Use your eyes. Look at real chimneys and what surrounds them (reason enough for a trip to Paris or Prague–their rooftops are the best!). It’s one of those areas where one can play with the subtleties of paint and aging effects, creating yet another element of that elusive illusion of reality.
Always loved your bricks, especially on the 20th St. Emporium.
I do plan on a trip from Seattle to Astoria, a few weeks from now in August, to visit the nautical museum. I can offer free transportation at that time back to Seattle for the tiles for any buyers from Seattle.
I would probably have been jumping up and down to buy the box but last year having a need I figured out a way to make realistic looking antique bricks from Activa air drying clay and also from real clay that I fire in a kiln.
karincorbin at gmail
I have wondered a few times if the name of this project is related to the window in the chimney feature. When driving into the town of Port Townsend, WA. the first big Victorian mansion one reaches on Sims Road has a stained glass window in the chimney of the dining room. That is the J.C. Saunders house. It is hard to see the chimney in the summer time with leaves on the shrubs and trees but in the winter it is visible. I know you have seen that chimney when visiting Port Townsend.

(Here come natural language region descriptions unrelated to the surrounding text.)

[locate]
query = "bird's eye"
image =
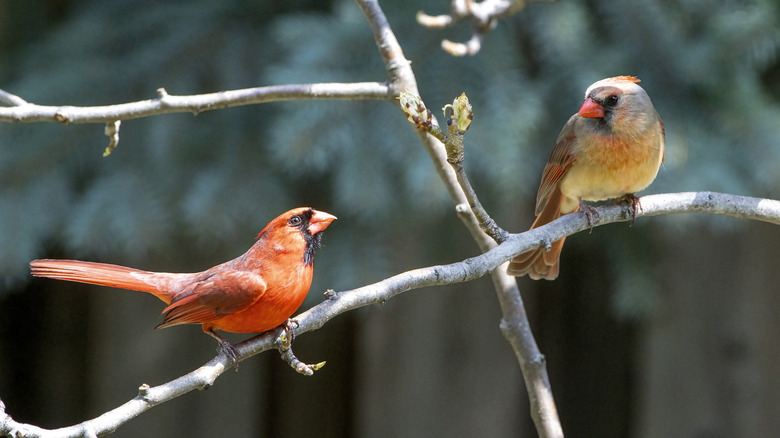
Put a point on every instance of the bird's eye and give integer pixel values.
(295, 220)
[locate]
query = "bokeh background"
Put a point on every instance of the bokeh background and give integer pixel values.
(667, 328)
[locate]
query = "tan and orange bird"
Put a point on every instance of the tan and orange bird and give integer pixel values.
(612, 148)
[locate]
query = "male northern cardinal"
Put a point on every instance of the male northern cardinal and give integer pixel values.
(612, 148)
(252, 293)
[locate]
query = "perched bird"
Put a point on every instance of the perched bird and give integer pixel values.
(612, 148)
(252, 293)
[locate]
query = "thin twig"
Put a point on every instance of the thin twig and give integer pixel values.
(483, 15)
(11, 99)
(167, 103)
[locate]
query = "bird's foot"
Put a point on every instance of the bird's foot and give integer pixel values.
(633, 202)
(288, 333)
(284, 345)
(589, 212)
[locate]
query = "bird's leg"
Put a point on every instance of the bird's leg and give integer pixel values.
(288, 335)
(633, 201)
(225, 347)
(589, 212)
(284, 345)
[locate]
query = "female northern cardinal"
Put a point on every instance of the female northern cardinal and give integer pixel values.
(252, 293)
(612, 148)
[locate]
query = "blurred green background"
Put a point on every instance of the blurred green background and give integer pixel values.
(666, 328)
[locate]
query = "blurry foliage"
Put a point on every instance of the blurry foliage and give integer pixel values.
(192, 191)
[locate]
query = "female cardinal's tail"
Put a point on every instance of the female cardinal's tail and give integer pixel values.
(102, 274)
(541, 263)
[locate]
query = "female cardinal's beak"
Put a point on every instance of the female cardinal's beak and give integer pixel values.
(319, 221)
(591, 109)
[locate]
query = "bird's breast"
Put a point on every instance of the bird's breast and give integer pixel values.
(607, 167)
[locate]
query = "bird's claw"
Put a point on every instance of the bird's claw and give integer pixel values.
(633, 202)
(589, 212)
(284, 345)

Great observation! It’s possible we saw that house in PT, but I have no recollection of it now. It might just have been serendipity.
And your brick solution sounds great. Thank you for the offer of brick transportation to Seattle–as of at 8:00 a.m. PDT Sunday the 17th there are 35 tiles left.
This is a link to a collection of blog postings about my brick making adventures. I need to go back someday and put it into standard step by step format. But that won’t happen this summer.
They look great, Karin! Definitely a good solution to the brick problem.
Can you tell me where to buy a 12 x 12 vinyl tile (8 brick pattern)
like the one in your blog article?
Santa Monica, CA
Alas, they are no longer available, and haven’t been for at least a decade. Our students spent a great deal of time combing close-outs, and etc. but no more have surfaced.
I had that brick floor put down in this house when we moved into it in 1969. A few years later we covered it with a rug. Two years ago, every thing was pulled up and we put real tiles down. I think the extra brick tiles we had were tossed. If I knew, I would have saved them. But, if I happen to come across them I will let you all know. Jacqueline in NJ
Thanks, Jacqueline. I’ll send you a prize if you find any!
I have a few of the bricks somewhere in my many storage spots. Once we moved 8 yrs ago I couldn’t tell you where they managed to wander off to. If I find them I will let you all know. I have followed Your adventures for a long time and ran out to purchase the tiles, Leo ,my late husband
cut them by hand brick by brick ,with a blade. No easy feat. I think that the sticky stuff is still on then. Bless his heart he did any thing for me, I sure miss him. I have the neatest picture of you both I took at a Name Convention way back. BJ >^,,^<
Pretty! This was an extremeely wonderful article.
Many thanks for providing these details.
My husband was suppose to make a birdhouse just like the house his Mom lives in. Well, now it really looks like a dollhouse but built as a birdhouse. Problem is, what can you use to make the brick, siding and roofing to be weather proof. It’s beautiful, hate to put the holes in it for birdies. Everything seems as it will be destroyed in weather, live in MN. Any suggestions. Thanks, Sue
Sorry, I just fo0und this comment. I have no idea what you’ll use for weatherproofing–you might ask at the lumber yard or hardware store, if you haven’t already.
Oh wow – genius! On a related note, I grew up in a 1940 center hall colonial that was perfectly symmetrical on the front. The chimney on the dining room side had a window in the middle of it and I always loved that detail.
Interesting that was happening so long after the Victorian era.